MHD mixed convection and entropy generation of nanofluid filled lid driven cavity under the influence of inclined magnetic fields imposed to its upper and lower diagonal triangular domains

Abstract

In this study, mixed convection of CuO–water nanofluid filled lid driven cavity having its upper and lower triangular domains under the influence of inclined magnetic fields is numerically investigated. The top horizontal wall of the cavity is moving with constant speed of uw with +x direction while no-slip boundary conditions are imposed on the other walls of the cavity. The top wall of the cavity is maintained at constant cold temperature of Tc while the bottom wall is at hot temperature of Th and on the other walls of the cavity are assumed to be adiabatic. The governing equations are solved by using Galerkin weighted residual finite element formulation. Entropy generation is produced by using formulation and integrated with calculated velocities and temperatures. The numerical investigation is performed for a range of parameters: Richardson number (between 0.01 and 100), Hartmann number (between 0 and 50), inclination angle of magnetic field (between 0° and 90°) and solid volume fraction of the nanofluid (between 0 and 0.05). Different combinations of Hartmann numbers and inclination angles of the magnetic fields are imposed in the upper and lower triangular domains of the square cavity.

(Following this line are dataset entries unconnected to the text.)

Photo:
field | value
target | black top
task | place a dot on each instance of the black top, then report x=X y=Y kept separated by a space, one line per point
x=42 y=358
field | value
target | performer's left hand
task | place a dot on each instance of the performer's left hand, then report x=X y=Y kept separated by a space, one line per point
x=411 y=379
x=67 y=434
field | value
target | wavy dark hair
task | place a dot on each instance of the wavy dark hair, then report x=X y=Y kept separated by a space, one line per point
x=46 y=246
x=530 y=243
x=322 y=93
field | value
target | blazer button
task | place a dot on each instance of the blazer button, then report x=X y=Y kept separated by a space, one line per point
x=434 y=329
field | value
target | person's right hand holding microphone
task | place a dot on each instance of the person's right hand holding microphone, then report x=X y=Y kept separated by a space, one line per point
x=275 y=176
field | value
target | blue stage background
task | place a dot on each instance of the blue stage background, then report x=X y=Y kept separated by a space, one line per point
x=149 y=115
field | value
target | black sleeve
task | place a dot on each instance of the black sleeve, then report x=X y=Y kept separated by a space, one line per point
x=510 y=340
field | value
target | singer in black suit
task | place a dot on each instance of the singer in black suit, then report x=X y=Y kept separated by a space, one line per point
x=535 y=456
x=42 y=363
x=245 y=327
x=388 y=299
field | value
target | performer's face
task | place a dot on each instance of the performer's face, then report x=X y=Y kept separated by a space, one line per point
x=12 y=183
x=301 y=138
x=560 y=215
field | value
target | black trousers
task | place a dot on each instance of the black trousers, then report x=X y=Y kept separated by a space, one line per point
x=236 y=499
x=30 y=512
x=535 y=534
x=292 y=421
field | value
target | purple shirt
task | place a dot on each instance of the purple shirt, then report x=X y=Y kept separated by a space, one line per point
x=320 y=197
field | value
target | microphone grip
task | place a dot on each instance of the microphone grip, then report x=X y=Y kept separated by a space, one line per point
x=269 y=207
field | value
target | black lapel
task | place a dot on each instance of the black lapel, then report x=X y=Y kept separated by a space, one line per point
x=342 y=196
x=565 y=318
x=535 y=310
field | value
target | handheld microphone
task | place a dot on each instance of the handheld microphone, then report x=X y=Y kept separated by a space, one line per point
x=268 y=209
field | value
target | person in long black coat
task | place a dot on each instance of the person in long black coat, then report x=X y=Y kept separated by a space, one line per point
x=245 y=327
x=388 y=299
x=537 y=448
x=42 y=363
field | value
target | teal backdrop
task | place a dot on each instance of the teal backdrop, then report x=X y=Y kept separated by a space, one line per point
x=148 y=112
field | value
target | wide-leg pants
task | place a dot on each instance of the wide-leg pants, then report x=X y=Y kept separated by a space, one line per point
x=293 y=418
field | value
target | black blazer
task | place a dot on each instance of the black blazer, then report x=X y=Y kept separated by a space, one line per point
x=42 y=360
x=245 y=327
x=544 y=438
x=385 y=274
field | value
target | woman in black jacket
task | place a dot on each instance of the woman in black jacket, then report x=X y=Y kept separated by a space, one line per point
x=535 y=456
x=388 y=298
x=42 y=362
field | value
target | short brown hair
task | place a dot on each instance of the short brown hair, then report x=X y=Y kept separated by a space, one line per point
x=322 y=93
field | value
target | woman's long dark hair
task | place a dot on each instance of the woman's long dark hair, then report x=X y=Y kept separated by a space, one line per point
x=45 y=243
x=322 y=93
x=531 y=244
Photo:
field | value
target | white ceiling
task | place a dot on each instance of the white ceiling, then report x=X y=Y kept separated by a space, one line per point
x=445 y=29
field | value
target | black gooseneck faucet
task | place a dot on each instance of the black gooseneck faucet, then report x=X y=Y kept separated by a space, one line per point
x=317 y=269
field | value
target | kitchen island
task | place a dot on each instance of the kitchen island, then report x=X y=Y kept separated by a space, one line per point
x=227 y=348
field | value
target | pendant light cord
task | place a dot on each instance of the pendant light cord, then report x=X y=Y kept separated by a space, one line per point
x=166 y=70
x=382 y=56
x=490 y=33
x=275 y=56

It is observed that the local and averaged heat transfer deteriorates when the Richardson number, Hartmann number of the triangular domains increase. When the Hartmann number and magnetic angle of the upper triangle are increased, more deterioration of the averaged transfer is obtained when compared to lower triangular domain. Local and averaged heat transfer increase as the solid volume fraction of the nanoparticles increases and adding nanoparticles is more effective for the local enhancement of the heat transfer when the heat transfer rate is high and convection is not damped with lowering the Hartmann number. Second law analysis of the system for different combinations of flow parameters is also performed.